Published By: Alfaraz Laique

Effect of action movies on the mind of audience

Action movies have a different fan base and they are widely loved all over the world. Do they have some effect on the mind of audience? Let’s find out.

Terence McSweeney asserts that the common dismissal of popular culture notwithstanding, there is no more potent a cultural artefact or a more resonant and compelling cultural barometer than the popular film. Films are not to be taken at face value nor naively assumed to reflect the cultures in which they are made. Instead they should be regarded as “dynamic texts”– almost living time capsules – that are rife with the “discontinuity and ambiguity” that characterizes the decades. Thus, in these films, the fears and anxieties of the times are projected on the screen for all to see.

Roja(Mani Ratnam, 1994)

There was a sustained scholarly debate on Roja in The Economic and Political Weekly (EPW) initiated by Tejaswini Niranjana followed by contribution by several films scholars.
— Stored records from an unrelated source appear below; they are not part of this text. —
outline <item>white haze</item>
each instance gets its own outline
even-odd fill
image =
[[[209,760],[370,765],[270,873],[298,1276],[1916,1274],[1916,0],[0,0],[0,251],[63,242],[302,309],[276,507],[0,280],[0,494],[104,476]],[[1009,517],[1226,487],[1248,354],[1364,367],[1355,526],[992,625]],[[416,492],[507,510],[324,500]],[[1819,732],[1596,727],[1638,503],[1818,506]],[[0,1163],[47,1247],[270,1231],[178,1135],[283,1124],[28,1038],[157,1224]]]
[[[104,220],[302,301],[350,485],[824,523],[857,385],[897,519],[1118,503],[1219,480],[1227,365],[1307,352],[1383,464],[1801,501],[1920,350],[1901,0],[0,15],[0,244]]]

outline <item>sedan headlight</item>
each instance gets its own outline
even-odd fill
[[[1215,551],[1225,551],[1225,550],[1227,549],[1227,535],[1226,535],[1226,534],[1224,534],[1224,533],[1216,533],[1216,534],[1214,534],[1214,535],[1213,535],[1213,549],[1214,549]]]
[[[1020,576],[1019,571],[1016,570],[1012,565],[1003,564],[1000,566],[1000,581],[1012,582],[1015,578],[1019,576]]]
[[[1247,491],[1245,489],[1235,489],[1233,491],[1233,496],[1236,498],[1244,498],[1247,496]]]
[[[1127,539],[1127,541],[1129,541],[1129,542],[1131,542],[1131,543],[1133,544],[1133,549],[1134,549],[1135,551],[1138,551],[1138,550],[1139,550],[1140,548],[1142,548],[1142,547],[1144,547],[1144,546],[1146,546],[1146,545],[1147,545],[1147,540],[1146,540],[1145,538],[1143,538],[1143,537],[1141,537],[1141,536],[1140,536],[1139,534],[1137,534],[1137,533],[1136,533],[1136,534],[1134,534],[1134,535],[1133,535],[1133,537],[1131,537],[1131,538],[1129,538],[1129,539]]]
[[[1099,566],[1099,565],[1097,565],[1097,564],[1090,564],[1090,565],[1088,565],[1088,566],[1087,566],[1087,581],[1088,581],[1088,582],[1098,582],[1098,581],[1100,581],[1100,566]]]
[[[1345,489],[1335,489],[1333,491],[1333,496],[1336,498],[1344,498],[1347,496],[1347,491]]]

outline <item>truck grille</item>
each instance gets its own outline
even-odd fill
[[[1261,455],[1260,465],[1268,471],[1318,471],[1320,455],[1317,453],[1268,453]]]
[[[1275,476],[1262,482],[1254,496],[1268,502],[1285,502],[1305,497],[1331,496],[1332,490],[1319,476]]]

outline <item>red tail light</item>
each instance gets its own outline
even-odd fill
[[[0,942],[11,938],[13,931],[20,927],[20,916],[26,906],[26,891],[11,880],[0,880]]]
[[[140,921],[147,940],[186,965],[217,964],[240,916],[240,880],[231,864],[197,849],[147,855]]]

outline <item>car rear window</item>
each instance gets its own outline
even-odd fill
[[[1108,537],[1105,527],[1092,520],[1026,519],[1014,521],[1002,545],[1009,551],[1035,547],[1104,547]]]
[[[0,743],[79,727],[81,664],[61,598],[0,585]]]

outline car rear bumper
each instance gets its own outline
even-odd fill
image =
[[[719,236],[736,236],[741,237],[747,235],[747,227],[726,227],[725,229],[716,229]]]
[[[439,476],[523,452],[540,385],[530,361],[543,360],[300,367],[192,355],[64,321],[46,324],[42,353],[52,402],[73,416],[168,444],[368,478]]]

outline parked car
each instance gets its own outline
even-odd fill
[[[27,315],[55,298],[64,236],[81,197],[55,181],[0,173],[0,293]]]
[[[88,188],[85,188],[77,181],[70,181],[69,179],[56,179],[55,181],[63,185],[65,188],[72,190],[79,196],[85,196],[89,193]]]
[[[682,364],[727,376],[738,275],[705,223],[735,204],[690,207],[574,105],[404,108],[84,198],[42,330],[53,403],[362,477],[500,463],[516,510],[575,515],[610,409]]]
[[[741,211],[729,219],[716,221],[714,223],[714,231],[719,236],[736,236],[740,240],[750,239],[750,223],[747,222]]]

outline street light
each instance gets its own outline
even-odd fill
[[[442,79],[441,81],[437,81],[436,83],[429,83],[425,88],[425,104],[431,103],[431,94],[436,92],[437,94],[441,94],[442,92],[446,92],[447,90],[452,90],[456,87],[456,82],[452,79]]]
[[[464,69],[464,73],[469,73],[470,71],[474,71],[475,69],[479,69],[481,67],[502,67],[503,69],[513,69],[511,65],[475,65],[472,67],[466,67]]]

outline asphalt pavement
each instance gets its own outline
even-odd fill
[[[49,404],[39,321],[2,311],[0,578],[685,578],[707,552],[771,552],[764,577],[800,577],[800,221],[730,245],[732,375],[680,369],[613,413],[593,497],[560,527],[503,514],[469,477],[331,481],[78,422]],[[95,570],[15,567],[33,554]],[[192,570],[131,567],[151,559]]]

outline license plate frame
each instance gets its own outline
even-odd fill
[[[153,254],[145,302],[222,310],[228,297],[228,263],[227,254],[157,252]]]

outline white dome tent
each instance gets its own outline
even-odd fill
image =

This was a debate that focused primarily on the implications of representation. Yet, there are important observations made by scholars like Ravi Vasudevan, Nicholas Dirlks and Sumita Chakravarty. Nicholas Dirks 2001): Cautions that only a “political reading can unfairly simplify the reading of the film as well as the explanation for its appeal. Ravi Vasudevan (2002): The “debate derived its energy from the approach to film as a contemporary political document.” Sumita Chakravarty: Points out the dissonance between the views expressed by critics of Rojaand Bombay and its g=huge popular appeal cutting across religions.

American Psycho

Marco Abel in his book Violent Affect (2007) describes the profound impact the physical experience of reading Bret Easton Ellis’s novel American Psycho (1991) had on him in the summer of 1995. American Psycho is a first-person chronicle of a 26 year old investment executive who is a psychopathic serial-killer. As a parable and critique of capitalist values, Abel finds the book exceptional but the graphic and grisly descriptions of the killings are intensely revolting for him. Unable to stand the nausea-inducing passages, he decides to go for a walk in the sweltering heat and humidity. What made this reprieve in the unbearable summer heat preferable? Abel realizes that he is less morally outraged by the contents of the book than physically affected by the experience.It was the book’s capacity to physically affect that fascinated Abel, inspiring him to theorize from an a-signifying perspective and ask, not what a particular work means but what it is able to do. Therefore, according to Abel, the significant question is not so much “what does it mean?”  but “what does it do?” and “how does it work?”.